With Manchester United chasing league glory for a 19th time – putting them one ahead of Liverpool – many thought that Anfield would welcome Chelsea with open arms on Sunday, but any notion that the red carpet would be rolled out for the Blues disappeared with the vociferous first minute barracking of the ever popular John Terry, while Didier Drogba’s theatrics received the reception that they usually get at away grounds across the country. Alberto Aquilani – probably the one Red who doesn’t want the season to end – was inches away from giving his side an early lead with a stunning effort, and in truth if Liverpool were going to score at all then it probably had to come in the game’s initial stages, as minds and bodies were still shattered from the heart-breaking Europa League semi-final loss to Atletico Madrid less than 63 hours earlier. Quite how shattered they were was about to become startlingly apparent.
Steven Gerrard hasn’t had much luck with backpasses. He once set up Thierry Henry to win a penalty for France at Euro 2004, and perfectly assisted an Henry goal at Highbury in a Premier League game less than two years later.
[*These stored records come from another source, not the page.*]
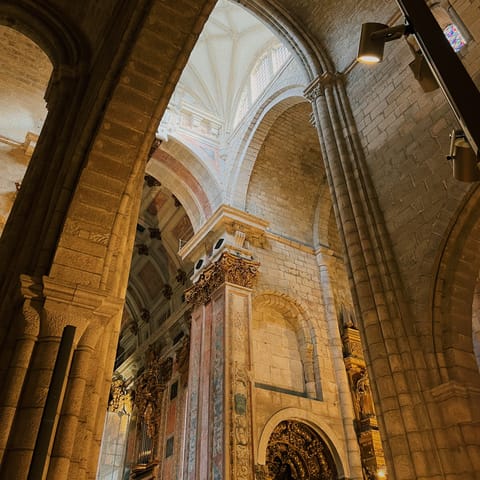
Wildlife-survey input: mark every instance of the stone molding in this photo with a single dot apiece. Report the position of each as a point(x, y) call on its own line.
point(229, 268)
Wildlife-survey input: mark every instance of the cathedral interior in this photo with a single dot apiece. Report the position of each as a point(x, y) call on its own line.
point(233, 249)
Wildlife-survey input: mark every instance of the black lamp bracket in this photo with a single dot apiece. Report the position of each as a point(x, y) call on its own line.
point(392, 33)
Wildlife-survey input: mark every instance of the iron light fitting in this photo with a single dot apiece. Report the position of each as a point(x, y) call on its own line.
point(373, 39)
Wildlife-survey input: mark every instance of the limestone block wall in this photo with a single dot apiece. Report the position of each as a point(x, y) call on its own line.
point(294, 348)
point(284, 185)
point(405, 134)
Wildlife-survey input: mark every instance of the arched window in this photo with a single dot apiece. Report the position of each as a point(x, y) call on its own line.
point(450, 24)
point(25, 70)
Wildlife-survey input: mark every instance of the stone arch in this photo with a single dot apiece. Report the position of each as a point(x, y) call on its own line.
point(311, 56)
point(316, 423)
point(260, 126)
point(59, 39)
point(456, 276)
point(194, 160)
point(296, 315)
point(183, 184)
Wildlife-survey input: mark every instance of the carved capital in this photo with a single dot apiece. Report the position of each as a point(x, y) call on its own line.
point(229, 268)
point(319, 85)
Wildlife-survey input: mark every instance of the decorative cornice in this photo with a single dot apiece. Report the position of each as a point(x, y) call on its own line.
point(229, 268)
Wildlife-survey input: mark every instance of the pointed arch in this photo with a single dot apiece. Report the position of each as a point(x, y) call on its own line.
point(456, 276)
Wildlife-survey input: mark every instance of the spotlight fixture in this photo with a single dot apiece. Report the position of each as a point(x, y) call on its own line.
point(464, 161)
point(373, 39)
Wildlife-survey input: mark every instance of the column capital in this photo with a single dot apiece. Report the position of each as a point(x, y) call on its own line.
point(317, 87)
point(229, 268)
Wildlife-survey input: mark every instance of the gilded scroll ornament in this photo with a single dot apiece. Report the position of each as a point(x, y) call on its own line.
point(229, 268)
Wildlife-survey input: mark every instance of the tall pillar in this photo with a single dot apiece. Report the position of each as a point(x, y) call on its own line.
point(219, 431)
point(405, 378)
point(45, 389)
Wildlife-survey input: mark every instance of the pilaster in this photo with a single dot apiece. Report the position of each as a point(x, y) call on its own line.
point(219, 432)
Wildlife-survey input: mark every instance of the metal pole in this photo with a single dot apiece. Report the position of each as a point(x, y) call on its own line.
point(453, 78)
point(43, 445)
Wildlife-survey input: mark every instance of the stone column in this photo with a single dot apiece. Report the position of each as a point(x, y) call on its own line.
point(396, 363)
point(43, 405)
point(327, 266)
point(219, 431)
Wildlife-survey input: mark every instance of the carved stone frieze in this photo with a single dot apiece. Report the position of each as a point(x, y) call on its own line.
point(228, 268)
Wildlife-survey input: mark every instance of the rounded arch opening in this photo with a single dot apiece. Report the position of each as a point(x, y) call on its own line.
point(455, 299)
point(316, 427)
point(296, 451)
point(25, 70)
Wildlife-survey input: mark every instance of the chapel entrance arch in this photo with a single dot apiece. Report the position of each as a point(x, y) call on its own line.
point(296, 451)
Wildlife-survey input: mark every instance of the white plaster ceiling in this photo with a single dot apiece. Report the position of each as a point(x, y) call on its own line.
point(220, 64)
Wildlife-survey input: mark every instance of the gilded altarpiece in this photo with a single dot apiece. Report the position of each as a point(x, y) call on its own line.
point(220, 409)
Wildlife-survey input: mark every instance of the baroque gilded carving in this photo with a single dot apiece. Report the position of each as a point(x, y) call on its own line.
point(120, 399)
point(149, 389)
point(295, 451)
point(228, 268)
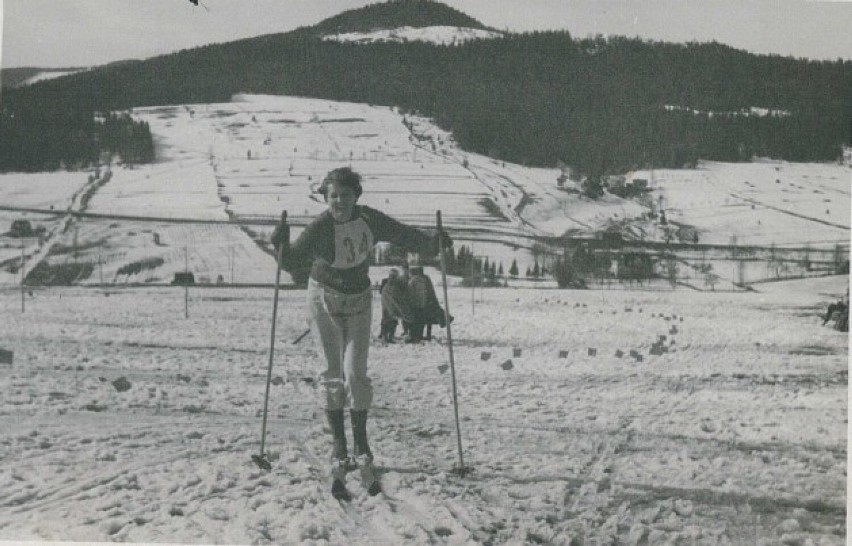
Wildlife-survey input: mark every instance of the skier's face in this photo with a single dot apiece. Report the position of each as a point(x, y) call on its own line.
point(341, 202)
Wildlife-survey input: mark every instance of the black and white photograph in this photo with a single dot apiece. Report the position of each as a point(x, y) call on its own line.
point(392, 272)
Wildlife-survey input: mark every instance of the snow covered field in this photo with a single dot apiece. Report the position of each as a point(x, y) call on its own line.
point(249, 159)
point(737, 434)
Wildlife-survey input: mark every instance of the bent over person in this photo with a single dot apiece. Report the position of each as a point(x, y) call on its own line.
point(336, 247)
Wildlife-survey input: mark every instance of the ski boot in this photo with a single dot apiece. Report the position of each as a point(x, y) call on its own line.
point(363, 455)
point(340, 463)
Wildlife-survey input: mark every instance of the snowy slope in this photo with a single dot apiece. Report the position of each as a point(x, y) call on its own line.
point(249, 159)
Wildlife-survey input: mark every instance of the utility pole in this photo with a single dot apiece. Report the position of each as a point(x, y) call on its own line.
point(23, 305)
point(472, 288)
point(186, 282)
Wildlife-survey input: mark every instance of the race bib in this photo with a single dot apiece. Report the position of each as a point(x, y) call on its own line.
point(353, 242)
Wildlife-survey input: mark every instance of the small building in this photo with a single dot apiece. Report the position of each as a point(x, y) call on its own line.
point(184, 278)
point(21, 228)
point(640, 183)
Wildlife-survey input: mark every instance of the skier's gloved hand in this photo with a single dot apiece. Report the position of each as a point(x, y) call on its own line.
point(441, 239)
point(281, 235)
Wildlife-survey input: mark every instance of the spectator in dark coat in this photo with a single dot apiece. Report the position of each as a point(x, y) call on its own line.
point(427, 310)
point(396, 304)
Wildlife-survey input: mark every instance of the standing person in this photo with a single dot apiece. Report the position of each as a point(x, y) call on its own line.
point(336, 247)
point(427, 309)
point(396, 304)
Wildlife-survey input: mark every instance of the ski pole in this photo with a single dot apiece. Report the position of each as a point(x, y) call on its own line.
point(261, 459)
point(461, 469)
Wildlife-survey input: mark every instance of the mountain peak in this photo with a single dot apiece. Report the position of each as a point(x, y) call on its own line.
point(394, 14)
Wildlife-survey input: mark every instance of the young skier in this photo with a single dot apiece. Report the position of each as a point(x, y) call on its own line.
point(336, 248)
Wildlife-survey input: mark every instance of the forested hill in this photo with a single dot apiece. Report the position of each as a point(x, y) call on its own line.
point(395, 14)
point(600, 105)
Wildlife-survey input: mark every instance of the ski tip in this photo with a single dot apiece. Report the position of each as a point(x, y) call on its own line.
point(261, 461)
point(339, 491)
point(374, 489)
point(461, 471)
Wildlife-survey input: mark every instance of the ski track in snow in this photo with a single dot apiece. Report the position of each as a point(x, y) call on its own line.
point(735, 435)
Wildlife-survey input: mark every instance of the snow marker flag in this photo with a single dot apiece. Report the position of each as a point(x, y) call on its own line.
point(6, 356)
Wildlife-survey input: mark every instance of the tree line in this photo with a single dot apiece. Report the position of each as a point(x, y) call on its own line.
point(602, 106)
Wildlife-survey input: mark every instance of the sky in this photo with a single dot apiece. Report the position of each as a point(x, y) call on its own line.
point(77, 33)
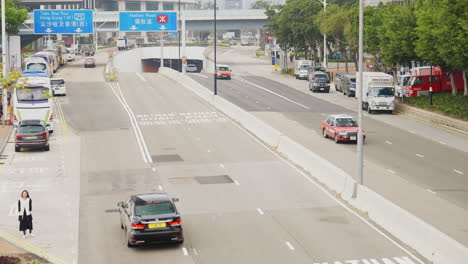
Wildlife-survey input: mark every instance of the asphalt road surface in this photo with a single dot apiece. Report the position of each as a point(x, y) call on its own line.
point(427, 163)
point(240, 203)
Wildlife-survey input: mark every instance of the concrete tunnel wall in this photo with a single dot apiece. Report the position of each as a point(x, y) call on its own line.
point(131, 60)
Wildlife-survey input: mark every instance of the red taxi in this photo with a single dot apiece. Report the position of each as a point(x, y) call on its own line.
point(342, 128)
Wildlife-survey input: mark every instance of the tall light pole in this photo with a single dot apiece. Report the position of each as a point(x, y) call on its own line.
point(360, 161)
point(4, 59)
point(324, 39)
point(215, 40)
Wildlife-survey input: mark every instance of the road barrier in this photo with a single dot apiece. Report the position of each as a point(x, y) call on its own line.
point(421, 236)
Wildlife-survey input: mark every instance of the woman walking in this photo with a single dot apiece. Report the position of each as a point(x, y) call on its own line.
point(24, 213)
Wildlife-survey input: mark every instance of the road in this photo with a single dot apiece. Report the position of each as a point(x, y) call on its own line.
point(240, 202)
point(432, 165)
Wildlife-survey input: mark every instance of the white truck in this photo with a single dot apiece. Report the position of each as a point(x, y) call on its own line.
point(378, 92)
point(122, 44)
point(301, 70)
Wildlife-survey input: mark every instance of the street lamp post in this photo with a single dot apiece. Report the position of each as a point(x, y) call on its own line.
point(360, 161)
point(215, 40)
point(4, 59)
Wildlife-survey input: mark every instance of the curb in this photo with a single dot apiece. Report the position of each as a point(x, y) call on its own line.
point(427, 240)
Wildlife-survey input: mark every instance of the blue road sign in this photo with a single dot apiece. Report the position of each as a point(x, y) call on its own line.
point(148, 21)
point(63, 21)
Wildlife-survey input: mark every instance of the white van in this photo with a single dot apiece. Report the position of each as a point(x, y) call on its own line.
point(34, 102)
point(36, 63)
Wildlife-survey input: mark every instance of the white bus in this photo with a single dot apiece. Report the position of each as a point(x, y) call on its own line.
point(34, 102)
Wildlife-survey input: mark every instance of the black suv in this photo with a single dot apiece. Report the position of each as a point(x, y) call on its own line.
point(31, 134)
point(150, 218)
point(319, 82)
Clearly not a fan of pantomimes, he often does not know what is behind him, and his pinpoint pass to Drogba was sadly indicative of a campaign in which the Reds have all too frequently shot themselves in the foot. It was an awful mistake, but to believe that it was anything more than that – as some conspiracy theorists are doing – is stupidity of the highest order. No, Gerrard probably doesn’t want Manchester United to win the league, but he’s not going to ruin his reputation by deliberately sabotaging their chances. The people who believe that he would are probably the same people who believe the latest set of scandalous, vile and horrible rumours about the Liverpool captain. They are completely untrue, by the way. Not that that matters to some people.
Back in the real world, Drogba’s goal had floored the Reds, and in truth there was never likely to be a way back for a dizzied, punch-drunk home side. Chelsea deservedly strolled to a 2-0 win, and look like strolling to a deserved Premier League title next Sunday afternoon. With that in mind, many at Anfield applauded the champions-elect off the pitch – some visiting fans responded by aiming more sick taunts at Gerrard – while for the first time the traditional end of season ‘walkabout’ seemed more about the players thanking the fans than vice versa. The support has been consistent for Liverpool this season, even if little else has. Rafael Benitez was part of that walking party. We’ll talk more about his future next time, but what is clear is that the manager’s reputation in this country has never been lower, but he enjoys a greater standing on the continent.
Also clear was the look on supporters’ faces as they left Anfield on Sunday. It wasn’t one of anger, depression or annoyance, it was more a look of relief. Relief that this most disappointing of seasons is close to concluding, relief that there’s just one more game to go, relief that their nightmare is nearly over. Just one more game – Hull has never looked so good.